In this paper, we test and evaluate the performance of our method using both real and synthetic datasets. The real-world datasets include UAV [23] and RICE-I [24], while the synthetic datasets consist of RS-Haze [20], SateHaze1k [25], and HyperDehazing [26]. The UAV dataset is a real-world benchmark comprising 150 remote sensing hazy images captured by unmanned aerial vehicles. The RICE-I dataset contains 500 pairs of images, each pair consisting of one image with clouds and one without, with a resolution of 512 × 512 pixels. The RS-Haze dataset comprises 54,000 image pairs, with 51,300 pairs designated for training and the remaining 2700 pairs for testing. This dataset features remote sensing images with relatively monotonous scenes but highly inhomogeneous haze. The SateHaze1k dataset includes 1200 pairs of synthetic aperture radar (SAR) and visible spectral remote sensing images, each with varying levels of haze, alongside corresponding ground truth images. The dataset is categorized into three degrees of haze—thin, medium, and dense—with each category containing 400 image pairs.

4.1.2. Evaluation Metrics

To evaluate the quality of dehazed images, we employ several key metrics, including the structural similarity index (SSIM) [46], peak signal-to-noise ratio (PSNR) [47], and learned perceptual image patch similarity (LPIPS) [48]. SSIM is a perceptual metric that assesses image quality by measuring the similarity between the dehazed image and the original image in terms of luminance, contrast, and structure. A higher SSIM value indicates that the dehazed image retains more structural and visual similarities to the original, enhancing its perceptual accuracy. PSNR is another critical metric that quantifies the ratio between the maximum possible signal power and the power of corrupting noise that affects its fidelity. In the context of image dehazing, a higher PSNR value signifies that the dehazed image exhibits less distortion and noise, closely resembling the real image. Additionally, LPIPS is a deep learning-based metric that evaluates perceptual similarity by comparing the high-level feature representations of two images. Unlike traditional pixel-wise comparisons, LPIPS considers the perceived visual quality, with a lower LPIPS score indicating that the dehazed image is perceptually closer to the original, capturing finer details and textures. Collectively, higher SSIM and PSNR values, along with a lower LPIPS score, demonstrate that the dehazed image is more similar to the real, haze-free image, indicating superior dehazing performance. The determination of SSIM is given in Equation (15) and of PSNR is given in Equation (16).
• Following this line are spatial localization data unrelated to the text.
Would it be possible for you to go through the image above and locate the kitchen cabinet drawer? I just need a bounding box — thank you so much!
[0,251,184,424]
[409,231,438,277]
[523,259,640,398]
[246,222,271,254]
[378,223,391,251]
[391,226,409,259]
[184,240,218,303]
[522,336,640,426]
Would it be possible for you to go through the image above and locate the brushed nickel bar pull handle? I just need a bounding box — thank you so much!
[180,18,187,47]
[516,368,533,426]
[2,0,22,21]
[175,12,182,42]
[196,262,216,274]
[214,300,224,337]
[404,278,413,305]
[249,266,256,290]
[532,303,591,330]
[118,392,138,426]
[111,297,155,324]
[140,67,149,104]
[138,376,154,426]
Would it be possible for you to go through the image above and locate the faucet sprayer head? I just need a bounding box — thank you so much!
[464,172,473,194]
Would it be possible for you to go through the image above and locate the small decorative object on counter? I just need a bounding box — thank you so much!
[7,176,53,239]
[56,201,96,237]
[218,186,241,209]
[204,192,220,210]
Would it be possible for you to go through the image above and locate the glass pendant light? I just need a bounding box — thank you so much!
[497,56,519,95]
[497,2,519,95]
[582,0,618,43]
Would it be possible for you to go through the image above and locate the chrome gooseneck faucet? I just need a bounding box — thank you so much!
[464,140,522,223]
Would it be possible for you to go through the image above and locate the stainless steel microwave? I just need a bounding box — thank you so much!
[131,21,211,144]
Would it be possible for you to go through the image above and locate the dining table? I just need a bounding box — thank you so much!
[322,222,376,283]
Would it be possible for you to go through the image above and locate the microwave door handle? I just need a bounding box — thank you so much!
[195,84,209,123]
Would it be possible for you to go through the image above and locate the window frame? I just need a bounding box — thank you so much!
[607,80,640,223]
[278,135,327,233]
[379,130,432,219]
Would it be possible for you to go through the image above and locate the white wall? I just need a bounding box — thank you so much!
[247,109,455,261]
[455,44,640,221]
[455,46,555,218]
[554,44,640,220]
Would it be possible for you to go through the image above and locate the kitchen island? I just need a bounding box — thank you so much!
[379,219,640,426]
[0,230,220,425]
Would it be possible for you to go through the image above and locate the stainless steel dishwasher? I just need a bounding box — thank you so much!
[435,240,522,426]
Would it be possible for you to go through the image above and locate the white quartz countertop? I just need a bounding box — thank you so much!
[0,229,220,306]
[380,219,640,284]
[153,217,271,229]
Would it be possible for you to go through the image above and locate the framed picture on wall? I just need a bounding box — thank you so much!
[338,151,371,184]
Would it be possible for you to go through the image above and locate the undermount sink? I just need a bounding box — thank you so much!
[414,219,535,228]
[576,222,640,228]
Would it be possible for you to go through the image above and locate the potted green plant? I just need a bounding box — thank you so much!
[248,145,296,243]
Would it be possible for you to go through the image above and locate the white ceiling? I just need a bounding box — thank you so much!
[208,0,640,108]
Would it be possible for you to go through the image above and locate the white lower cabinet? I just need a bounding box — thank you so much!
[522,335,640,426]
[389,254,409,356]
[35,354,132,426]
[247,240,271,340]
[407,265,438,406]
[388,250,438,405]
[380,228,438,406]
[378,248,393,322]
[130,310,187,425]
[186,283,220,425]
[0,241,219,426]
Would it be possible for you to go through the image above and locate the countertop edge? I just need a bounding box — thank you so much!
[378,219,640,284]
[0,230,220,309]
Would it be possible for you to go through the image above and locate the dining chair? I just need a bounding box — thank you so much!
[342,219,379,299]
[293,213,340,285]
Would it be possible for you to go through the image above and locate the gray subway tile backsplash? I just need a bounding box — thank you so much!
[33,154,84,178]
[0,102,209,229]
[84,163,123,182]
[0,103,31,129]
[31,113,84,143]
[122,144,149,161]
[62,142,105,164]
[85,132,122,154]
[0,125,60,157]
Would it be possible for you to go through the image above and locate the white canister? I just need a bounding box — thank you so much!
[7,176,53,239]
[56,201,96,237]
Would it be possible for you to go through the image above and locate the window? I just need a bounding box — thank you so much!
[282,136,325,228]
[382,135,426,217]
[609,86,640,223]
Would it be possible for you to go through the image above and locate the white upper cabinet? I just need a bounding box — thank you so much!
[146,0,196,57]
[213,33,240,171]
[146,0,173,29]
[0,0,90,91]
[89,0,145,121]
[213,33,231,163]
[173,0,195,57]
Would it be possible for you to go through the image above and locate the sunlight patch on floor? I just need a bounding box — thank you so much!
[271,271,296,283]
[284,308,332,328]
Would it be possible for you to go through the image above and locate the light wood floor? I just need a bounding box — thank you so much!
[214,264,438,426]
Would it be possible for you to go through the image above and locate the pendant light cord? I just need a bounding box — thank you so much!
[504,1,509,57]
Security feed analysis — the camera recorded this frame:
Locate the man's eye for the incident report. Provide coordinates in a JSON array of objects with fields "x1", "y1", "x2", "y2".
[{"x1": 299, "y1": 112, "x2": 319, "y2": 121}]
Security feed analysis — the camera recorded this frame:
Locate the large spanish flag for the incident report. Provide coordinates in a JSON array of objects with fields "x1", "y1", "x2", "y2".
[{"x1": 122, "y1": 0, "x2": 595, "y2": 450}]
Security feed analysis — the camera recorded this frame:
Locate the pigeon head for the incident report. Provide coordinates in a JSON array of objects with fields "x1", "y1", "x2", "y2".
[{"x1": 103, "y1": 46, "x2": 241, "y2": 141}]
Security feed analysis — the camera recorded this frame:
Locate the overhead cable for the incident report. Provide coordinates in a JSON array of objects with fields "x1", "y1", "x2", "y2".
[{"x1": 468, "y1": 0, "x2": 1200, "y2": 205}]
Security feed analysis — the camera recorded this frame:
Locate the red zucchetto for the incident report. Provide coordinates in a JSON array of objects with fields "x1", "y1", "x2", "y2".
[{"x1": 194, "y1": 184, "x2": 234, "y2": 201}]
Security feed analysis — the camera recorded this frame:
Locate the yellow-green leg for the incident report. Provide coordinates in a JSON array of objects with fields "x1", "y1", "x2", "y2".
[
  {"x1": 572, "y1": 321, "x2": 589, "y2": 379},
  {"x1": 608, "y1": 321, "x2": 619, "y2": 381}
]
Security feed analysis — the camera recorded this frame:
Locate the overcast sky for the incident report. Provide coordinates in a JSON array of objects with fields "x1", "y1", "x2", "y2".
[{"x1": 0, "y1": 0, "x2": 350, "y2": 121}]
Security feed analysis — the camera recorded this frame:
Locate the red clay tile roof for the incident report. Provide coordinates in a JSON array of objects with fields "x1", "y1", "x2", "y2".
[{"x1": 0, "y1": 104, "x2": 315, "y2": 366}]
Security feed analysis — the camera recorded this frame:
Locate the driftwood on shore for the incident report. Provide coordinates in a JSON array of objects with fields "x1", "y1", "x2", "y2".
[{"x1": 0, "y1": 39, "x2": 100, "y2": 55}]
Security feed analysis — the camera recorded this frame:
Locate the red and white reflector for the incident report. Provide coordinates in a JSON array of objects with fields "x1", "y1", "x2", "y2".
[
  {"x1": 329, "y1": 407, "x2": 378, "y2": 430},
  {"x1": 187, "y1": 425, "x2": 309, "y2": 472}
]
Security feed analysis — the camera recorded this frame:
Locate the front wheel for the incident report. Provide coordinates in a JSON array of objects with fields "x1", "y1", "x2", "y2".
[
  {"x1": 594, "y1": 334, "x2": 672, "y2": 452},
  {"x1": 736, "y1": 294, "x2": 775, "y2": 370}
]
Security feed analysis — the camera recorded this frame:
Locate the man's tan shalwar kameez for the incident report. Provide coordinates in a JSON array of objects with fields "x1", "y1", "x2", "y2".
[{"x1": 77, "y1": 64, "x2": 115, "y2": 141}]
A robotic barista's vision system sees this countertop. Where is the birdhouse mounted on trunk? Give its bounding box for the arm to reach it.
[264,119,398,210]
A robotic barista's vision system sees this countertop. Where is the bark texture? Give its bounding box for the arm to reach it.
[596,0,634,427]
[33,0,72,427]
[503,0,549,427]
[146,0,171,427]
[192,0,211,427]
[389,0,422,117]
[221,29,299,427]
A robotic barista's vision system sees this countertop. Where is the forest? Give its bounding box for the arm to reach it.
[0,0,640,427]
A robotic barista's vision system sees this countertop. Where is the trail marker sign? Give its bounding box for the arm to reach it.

SSIM (x, y) = \frac{(2 μ_{x} μ_{y} + C_{1}) (2 σ_{x y} + C_{2})}{(μ_{x}^{2} + μ_{y}^{2} + C_{1}) (σ_{x}^{2} + σ_{y}^{2} + C_{2})}

(15)

PSNR = 10 \cdot {log}_{10} (\frac{M A X_{I}^{2}}{M S E})

(16)

M S E = \frac{1}{m \times n} \sum_{i = 1}^{m} \sum_{j = 1}^{n} {(x - y)}^{2}

(17)

where x and y represent the two images to be compared;

μ_{x}

and

μ_{y}

denote the means of the two images, respectively;

μ_{x}^{2}

and

μ_{y}^{2}

are the variances of the two images, respectively; and

C_{1}

and

C_{2}

are constants introduced to prevent division by zero.

M A X_{I}

is the maximum possible pixel value in the image and

M S E

is the mean square error.

m \times n

denotes the image resolution.

4.2. State-of-the-Art Methods

To thoroughly evaluate the dehazing performance of the algorithms proposed in this paper, we conducted a comprehensive comparison with a diverse set of state-of-the-art methods. We carefully selected a variety of dehazing algorithms, including DCP (PAMI’2010) [8], AOD-Net (ICCV’2017) [12], AECR-Net (CVPR’2021) [16], Dehamer (CVPR’2022) [19], PSD (CVPR’2021) [49], RefineDNet (TIP’2021) [50], DehazeFormer (TIP’2023) [20], FSDGN (ECCV’2022) [51], Trinity-Net (TGRS’2023) [52], DSTOS (GRSL’2023) [23], EMPF-Net (TGRS’2023) [53], EDED-Net (RS’2024) [54], and Dehaze-TGGAN (TGRS’2024) [55]. These algorithms were chosen to represent a wide range of methodologies, allowing us to critically analyze and benchmark the effectiveness of our proposed method against a broad array of existing solutions. This comparison not only highlights the strengths and potential advantages of our algorithm but also provides valuable insights into their relative performance across various scenarios and challenging conditions.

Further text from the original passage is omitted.